Le far breton se conserve 2 à 3 jours à température ambiante dans un endroit frais, recouvert d'un linge propre. Évitez le réfrigérateur qui durcit le beurre et altère la texture. La congélation est déconseillée car elle rend le gâteau spongieux au décongélation.

⚠️ Erreurs à éviter

  • Ouvrir la porte du four pendant les 20 premières minutes de cuisson, ce qui stopperait la prise de la pâte.
  • Utiliser du beurre doux au lieu du beurre demi-sel, ce qui enlèverait toute la personnalité au gâteau.

❓ Questions fréquentes

Pourquoi mon far breton a-t-il rejeté de l'eau ?

Cela arrive souvent si le lait utilisé est trop léger (écrémé) ou si le four était trop chaud, provoquant une coagulation trop rapide des protéines de l'œuf qui expulsent alors l'humidité.

Peut-on remplacer le lait entier par du lait végétal ?

Oui, le lait d'amande ou d'avoine fonctionne, mais vous perdrez l'onctuosité caractéristique. Ajoutez alors 20g de purée d'amande pour compenser le manque de gras.

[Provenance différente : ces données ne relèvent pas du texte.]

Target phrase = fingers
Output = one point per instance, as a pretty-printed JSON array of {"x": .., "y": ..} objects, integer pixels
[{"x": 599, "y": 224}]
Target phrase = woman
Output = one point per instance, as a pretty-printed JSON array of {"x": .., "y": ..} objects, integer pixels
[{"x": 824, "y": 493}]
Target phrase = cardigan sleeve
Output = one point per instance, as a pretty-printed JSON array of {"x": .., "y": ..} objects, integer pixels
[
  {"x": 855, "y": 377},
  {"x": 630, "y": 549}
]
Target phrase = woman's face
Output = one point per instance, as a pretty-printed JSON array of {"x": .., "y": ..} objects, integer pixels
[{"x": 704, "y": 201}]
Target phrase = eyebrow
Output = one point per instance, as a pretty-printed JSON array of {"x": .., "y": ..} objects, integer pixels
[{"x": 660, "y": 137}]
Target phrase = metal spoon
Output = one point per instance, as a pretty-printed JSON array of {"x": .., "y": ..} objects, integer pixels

Comment éviter que les pruneaux ne tombent tous au fond ?

C'est tout à fait normal et traditionnel pour un far breton ! Si vous voulez les répartir, farinez-les légèrement avant de les poser, mais la densité de la pâte suffit généralement à les maintenir un peu.

Peut-on faire cette recette sans pruneaux ?

Absolument ! Le 'far nature' est la version originelle et la plus appréciée par de nombreux puristes bretons pour savourer pleinement le goût du bon lait et du beurre.